Bob Hanning, Vize-Präsident des Handballbundes, hatte selber zunächst für Irritationen gesorgt, indem er der Mannschaft während des Turniers sinngemäß sagte, dass sie im Hauptrundenspiel gegen Österreich auch um den Trainer spiele, dann aber die Kritik Stephans zurückwies. „Jeder disqualifiziert sich so gut er selbst kann“, sagte der gebürtige Essener Hanning über den gebürtigen Rheinhauser Stephan.

Christian Prokop war seit 2017 Bundestrainer, vom Verband für eine sportartuntypisch hohe Ablösesumme im sechsstelligen Bereich von seinem damaligen Verein SC DHfK Leipzig losgeeist worden. Von Beginn an hatte es Misstöne um den 41-Jährigen gegeben: Bei der EM in Kroatien 2018, dem ersten Turnier, bei dem der Chef der Nationalmannschaft seinen Stempel aufdrücken sollte, kam es zum offenen Zerwürfnis zwischen Mannschaft und Trainer. Dass Prokop anschließend Korrekturen vornahm, konnte feine Risse in der Struktur offenbar nicht völlig kitten.

Routine ersetzt Jugend

Jetzt ist Prokop als Bundestrainer Geschichte, angesichts des frühen Treuebekenntnisses überraschend, aber vom Handballbund sorgsam vorbereitet: Zeitgleich mit der Entlassung Prokops meldete der DHB eine Neuverpflichtung.

Der ehemalige Kieler Erfolgscoach Alfred Gislason soll die Nationalmannschaft jetzt anführen, startend mit der Olympia-Qualifikation im April in Berlin und laut Vertrag mindestens bis inklusive der EM 2022 in Ungarn und der Slowakei. In dem Isländer hat der Verband nach dem Experiment Jugend sich jetzt für Routine entschieden.
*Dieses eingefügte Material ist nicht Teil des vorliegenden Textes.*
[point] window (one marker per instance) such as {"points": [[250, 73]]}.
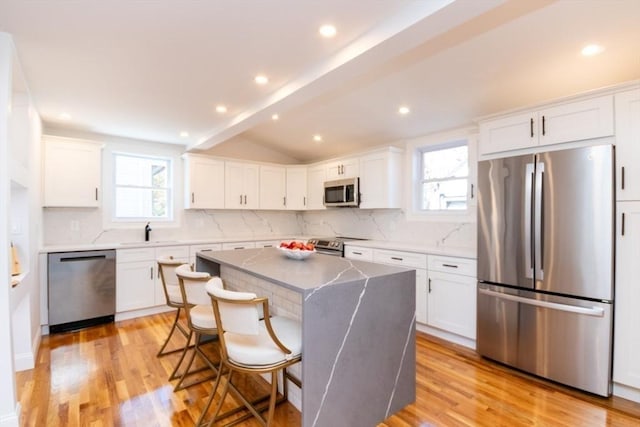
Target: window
{"points": [[443, 179], [142, 188]]}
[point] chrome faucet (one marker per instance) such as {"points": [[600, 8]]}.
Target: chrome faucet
{"points": [[147, 229]]}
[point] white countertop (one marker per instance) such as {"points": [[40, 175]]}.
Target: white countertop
{"points": [[156, 243], [426, 248]]}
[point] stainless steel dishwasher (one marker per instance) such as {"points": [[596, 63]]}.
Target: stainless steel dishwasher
{"points": [[82, 289]]}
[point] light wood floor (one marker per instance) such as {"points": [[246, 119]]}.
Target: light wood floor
{"points": [[109, 376]]}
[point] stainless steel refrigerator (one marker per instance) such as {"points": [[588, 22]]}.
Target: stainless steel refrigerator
{"points": [[545, 264]]}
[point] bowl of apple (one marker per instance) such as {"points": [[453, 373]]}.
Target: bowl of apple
{"points": [[297, 250]]}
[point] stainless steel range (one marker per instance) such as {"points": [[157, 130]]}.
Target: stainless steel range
{"points": [[331, 245]]}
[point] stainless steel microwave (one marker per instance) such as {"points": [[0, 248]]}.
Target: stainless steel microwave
{"points": [[342, 192]]}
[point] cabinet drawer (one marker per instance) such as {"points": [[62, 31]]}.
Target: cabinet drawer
{"points": [[237, 245], [405, 259], [355, 252], [135, 255], [463, 266], [178, 252], [267, 244]]}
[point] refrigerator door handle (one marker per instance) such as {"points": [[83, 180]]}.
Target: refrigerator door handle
{"points": [[528, 206], [588, 311], [539, 222]]}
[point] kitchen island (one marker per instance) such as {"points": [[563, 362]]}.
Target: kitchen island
{"points": [[358, 325]]}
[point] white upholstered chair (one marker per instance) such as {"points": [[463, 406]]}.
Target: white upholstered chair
{"points": [[200, 320], [250, 344]]}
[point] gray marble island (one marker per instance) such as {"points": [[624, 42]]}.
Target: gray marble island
{"points": [[358, 325]]}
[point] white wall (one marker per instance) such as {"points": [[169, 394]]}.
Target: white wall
{"points": [[9, 410]]}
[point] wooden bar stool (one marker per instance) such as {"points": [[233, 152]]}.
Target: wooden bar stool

Gislason war – mit kurzer Unterbrechung – von 1997 bis 2019 als Vereinstrainer in der Bundesliga aktiv, blickt auf eine beeindruckende Sammlung an Titeln. Bereits beim Abschied in Kiel im Sommer 2019 hatte er angedeutet, nach einem halben Jahr Pause eine Nationalmannschaft zu übernehmen. Aber: Ob das genau so geplant war?